A long debate took place for several days about
the fate of Eumenes, in which Nearchus, a Cretan, and the young
Demetrius, pleaded earnestly for him, while the other generals all
opposed them and pressed for his execution. It is said that Eumenes
himself inquired of his jailer, Onomarchus, what the reason was that
Antigonus, having got his enemy into his power, did not put him to
death quickly or else set him free honourably. When Onomarchus
insultingly answered that it was not then, but in the battle-field
that he ought to have shown how little he feared death, Eumenes
retorted, "I proved it there also; ask those whom I encountered; but I
never met a stronger man than myself." "Since then you have now met
with a stronger man than yourself," said Onomarchus; "why cannot you
patiently await his pleasure?"
XIX. When, therefore, Antigonus made up his mind to put Eumenes to
death, he ordered him to be kept without food. He lingered thus for
two or three days; but as the camp was suddenly broken up, men were
sent to despatch him.
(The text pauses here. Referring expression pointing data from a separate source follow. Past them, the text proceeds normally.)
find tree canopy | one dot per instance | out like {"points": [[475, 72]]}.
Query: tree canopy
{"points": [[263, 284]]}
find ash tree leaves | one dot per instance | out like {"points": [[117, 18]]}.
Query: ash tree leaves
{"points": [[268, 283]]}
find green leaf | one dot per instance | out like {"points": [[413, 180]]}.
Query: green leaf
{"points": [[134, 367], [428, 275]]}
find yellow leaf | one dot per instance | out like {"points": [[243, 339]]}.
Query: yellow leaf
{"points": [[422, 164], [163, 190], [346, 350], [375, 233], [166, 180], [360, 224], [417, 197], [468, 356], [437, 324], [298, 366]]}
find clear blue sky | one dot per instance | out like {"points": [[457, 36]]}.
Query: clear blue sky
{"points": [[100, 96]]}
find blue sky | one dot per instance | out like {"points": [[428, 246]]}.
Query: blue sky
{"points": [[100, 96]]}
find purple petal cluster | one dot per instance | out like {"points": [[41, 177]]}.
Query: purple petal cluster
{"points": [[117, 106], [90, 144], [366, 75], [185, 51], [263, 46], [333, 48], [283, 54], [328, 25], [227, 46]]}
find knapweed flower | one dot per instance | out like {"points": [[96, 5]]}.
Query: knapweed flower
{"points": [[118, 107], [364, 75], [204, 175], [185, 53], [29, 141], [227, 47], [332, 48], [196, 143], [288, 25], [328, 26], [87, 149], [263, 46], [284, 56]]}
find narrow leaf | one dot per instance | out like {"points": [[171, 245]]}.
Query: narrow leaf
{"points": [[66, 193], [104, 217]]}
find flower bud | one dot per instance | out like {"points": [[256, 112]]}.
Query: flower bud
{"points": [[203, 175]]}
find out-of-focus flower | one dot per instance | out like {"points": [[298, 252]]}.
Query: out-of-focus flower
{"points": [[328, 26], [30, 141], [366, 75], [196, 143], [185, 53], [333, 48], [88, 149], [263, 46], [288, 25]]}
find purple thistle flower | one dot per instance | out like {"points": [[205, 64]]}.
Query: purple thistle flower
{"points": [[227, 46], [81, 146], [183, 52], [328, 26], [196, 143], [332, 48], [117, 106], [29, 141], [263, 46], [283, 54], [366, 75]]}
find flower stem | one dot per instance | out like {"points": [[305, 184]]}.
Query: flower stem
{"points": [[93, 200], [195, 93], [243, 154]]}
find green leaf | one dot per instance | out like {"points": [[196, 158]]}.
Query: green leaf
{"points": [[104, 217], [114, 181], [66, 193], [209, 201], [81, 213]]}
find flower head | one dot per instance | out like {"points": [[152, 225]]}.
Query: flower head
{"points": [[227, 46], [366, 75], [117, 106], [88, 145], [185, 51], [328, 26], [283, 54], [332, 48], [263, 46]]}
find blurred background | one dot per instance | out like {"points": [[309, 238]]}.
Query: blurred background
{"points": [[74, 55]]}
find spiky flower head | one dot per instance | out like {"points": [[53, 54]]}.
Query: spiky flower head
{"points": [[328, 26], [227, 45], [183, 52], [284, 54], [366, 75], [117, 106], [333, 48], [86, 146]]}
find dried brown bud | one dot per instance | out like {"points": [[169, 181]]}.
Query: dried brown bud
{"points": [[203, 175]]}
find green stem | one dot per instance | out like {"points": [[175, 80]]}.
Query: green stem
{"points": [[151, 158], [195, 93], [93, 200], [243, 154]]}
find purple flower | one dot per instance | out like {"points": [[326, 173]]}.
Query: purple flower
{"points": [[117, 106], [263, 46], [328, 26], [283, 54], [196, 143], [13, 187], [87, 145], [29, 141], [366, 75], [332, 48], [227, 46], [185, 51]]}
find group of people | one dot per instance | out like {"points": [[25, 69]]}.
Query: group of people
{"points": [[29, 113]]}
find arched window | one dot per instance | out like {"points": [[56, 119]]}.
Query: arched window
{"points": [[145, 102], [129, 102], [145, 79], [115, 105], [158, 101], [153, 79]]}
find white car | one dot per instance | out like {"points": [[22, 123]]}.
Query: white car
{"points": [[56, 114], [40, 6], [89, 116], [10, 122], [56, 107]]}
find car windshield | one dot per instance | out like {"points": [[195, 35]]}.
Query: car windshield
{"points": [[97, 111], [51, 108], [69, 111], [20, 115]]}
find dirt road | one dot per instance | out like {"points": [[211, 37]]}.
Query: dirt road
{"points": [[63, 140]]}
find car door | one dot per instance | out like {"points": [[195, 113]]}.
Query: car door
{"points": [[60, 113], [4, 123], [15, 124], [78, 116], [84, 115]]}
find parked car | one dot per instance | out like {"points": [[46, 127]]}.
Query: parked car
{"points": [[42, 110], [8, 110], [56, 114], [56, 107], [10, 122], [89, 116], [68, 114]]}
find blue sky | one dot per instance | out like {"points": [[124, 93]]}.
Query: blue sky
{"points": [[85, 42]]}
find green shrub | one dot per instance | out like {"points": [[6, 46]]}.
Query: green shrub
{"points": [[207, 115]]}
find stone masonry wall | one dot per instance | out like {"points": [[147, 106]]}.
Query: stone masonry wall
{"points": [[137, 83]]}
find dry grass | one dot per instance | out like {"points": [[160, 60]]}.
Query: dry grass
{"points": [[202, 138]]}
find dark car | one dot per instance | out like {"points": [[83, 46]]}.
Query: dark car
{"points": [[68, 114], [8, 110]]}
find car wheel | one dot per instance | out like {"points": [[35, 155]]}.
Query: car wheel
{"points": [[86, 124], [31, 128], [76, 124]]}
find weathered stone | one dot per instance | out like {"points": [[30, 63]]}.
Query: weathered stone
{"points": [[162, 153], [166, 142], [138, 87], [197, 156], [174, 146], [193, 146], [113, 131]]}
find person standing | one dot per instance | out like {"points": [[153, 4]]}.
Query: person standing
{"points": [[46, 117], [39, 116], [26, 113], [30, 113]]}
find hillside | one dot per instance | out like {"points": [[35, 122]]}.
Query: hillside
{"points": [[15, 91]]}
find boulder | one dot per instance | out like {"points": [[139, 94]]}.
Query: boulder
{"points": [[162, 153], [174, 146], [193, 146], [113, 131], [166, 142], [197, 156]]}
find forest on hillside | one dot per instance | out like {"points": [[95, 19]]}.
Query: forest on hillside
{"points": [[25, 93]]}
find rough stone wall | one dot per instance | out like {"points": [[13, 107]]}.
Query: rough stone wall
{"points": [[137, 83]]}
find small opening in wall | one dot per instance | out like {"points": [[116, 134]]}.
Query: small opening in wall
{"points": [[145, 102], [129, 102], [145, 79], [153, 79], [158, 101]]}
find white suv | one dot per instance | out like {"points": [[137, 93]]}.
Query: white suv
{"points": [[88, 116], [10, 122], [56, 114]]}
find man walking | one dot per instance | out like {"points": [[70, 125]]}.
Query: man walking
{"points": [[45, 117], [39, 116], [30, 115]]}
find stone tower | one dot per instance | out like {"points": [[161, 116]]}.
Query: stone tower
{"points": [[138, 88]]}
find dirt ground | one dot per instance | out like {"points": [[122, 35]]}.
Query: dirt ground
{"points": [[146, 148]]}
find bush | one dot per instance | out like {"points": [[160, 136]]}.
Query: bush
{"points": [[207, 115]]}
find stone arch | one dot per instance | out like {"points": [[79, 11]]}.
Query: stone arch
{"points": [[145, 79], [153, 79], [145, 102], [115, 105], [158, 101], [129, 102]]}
Antigonus restored his body to his friends, and
permitted them to burn it and collect the ashes in a silver urn to be
carried to his wife and children. The death of Eumenes was quickly
avenged by Heaven, which stirred up Antigonus to regard the
Argyraspids with abhorrence, as wicked and faithless villains. He
placed them under the command of Sibystius, the governor of Arachosia,
and gave him orders to employ them, by small parties at a time, upon
services which would ensure their destruction, so that not one of them
should ever return to Macedonia, or behold the Grecian sea.